If we instead run the arrayaccess
program with a random access pattern, the hit rate is much
lower and there are more misses:
$ ./perf.sh ./arrayaccess -r -i 1 10000000 accessing 10000000 integers 1 times in random order: [4281095, 3661082, 3488908, 9060979, 7747793, 8711155, 427716, 9760492, 9886661, 9641421, 9118652, 490027, 3368690, 3890299, 4340420, 7513926, 3770178, 5924221, 4089172, 3455736, ...] OK in 0.152167 sec! Performance counter stats for './arrayaccess -r -i 1 10000000': 19,854,838 LLC-misses # 78.03% of all LL-cache hits 25,443,796 LLC-loads 0.754197032 seconds time elapsedHere, the hit rate is only 22%, and 78% of cache accesses result in misses. As a result, the program runs 16x slower than when it accessed memory sequentially and benefited from locality of reference and prefetching.

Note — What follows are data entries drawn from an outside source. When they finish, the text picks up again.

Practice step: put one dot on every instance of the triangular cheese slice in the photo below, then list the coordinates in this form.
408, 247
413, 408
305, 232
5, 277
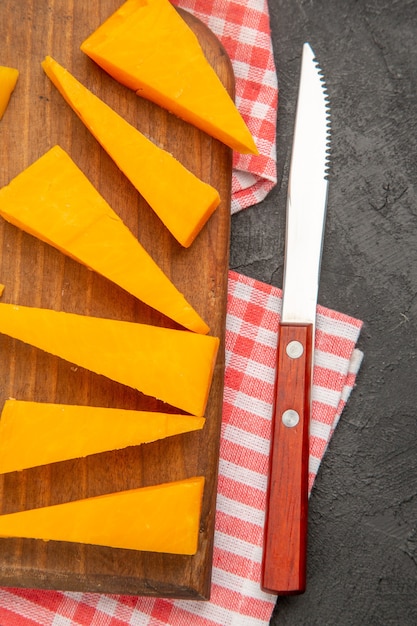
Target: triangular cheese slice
147, 46
54, 201
39, 433
175, 366
181, 200
8, 80
161, 518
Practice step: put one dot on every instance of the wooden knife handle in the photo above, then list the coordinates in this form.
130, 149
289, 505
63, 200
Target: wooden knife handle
285, 541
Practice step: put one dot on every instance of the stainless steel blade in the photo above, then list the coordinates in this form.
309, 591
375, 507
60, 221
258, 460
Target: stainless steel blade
284, 558
307, 196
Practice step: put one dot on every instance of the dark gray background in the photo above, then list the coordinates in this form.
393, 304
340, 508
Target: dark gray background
362, 552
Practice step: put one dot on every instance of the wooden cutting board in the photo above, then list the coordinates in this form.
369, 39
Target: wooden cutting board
38, 275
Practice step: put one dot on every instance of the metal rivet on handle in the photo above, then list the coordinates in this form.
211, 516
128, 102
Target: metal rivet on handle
294, 349
290, 418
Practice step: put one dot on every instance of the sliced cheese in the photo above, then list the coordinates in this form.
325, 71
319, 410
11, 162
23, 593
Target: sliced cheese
175, 366
54, 201
181, 200
8, 80
147, 46
39, 433
161, 518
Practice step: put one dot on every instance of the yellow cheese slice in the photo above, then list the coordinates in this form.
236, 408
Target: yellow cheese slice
147, 46
8, 80
161, 518
39, 433
181, 200
175, 366
54, 201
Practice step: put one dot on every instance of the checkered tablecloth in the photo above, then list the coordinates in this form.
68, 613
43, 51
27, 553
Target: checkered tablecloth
251, 341
244, 30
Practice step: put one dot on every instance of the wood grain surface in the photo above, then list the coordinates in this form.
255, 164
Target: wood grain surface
38, 275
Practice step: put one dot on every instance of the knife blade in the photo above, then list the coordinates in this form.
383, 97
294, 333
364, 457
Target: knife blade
285, 538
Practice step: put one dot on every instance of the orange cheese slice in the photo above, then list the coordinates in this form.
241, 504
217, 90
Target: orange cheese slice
161, 518
147, 46
175, 366
54, 201
181, 200
39, 433
8, 80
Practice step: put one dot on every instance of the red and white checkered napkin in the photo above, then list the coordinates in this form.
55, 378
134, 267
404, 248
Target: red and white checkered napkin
243, 28
251, 340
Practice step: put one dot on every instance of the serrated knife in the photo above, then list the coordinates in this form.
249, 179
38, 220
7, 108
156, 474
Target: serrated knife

By varying the size of the array and observing the miss rate measured, we can work out the size of the L3 cache on the computer we're running on: once the array is smaller than the cache size, the hit rate will be nearly 100%, since no cache blocks every get evicted.
Caching and File I/O
Caching exists at many layers of computer systems!
The programs diskio-slow
and diskio-fast
in the lecture code illustrate the huge difference
caching can make to performance. Both programs write bytes to a file they create (the file is simply called
data
; you can see it in the lecture code directory after running these programs).
diskio-slow
is a program that writes data to the computer's disk (SSD or
harddisk) one byte at a time, and ensures that the byte is written to disk immediately and before the operation
returns (the O_SYNC
flag passed to open
ensures this). It can write a few hundred bytes per
second – hardly an impressive speed, as writing a single picture (e.g., from your smartphone camera) would take
several minutes if done this way!
diskio-fast
, on the other hand, writes to disk via series of caches. It easily achieves write throughputs
of hundreds of megabytes per second: in fact, it writes 50 MB in about a tenth of a second on my laptop! This happens
because these writes don't actually go to the computer's disk immediately. Instead, the program just writes to memory
and relies on the operating system to "flush" the data out to stable storage over time in a way that it deems
efficient. This improves performance, but it does come with a snag: if my computer loses power before the operating
system gets around to putting my data on disk, it may get lost, even though my program was under the impression that the
write to the file succeeded.
I/O System Calls
When programs want the OS to do I/O on their behalf, their mechanism of choice is a system call. System
calls are like function calls, but they invoke OS functionality (which we'll discuss in more detail shortly).
read()
and write()
are examples of system calls.
System calls are not cheap. They require the processor to do significant extra work compared to normal function calls. A system call also means that the program probably loses some locality of reference, and thus may have more processor cache misses after the system call returns. In practice, a system call takes 1-2µs to handle. This may seem small, but compared to a DRAM access (60ns), it's quite expensive – more than 20x the cost of a memory access. Frequent system calls are therefore one major source of poor performance in programs. In Project 3, you implement a set of tricks to avoid having to make frequent system calls!
Summary
Today, we started by looking at caching in action and measured the hit and miss rates of real-world processor caches. There is a lot more to say about caches, and you will learn some more in Lab 4 and Project 3.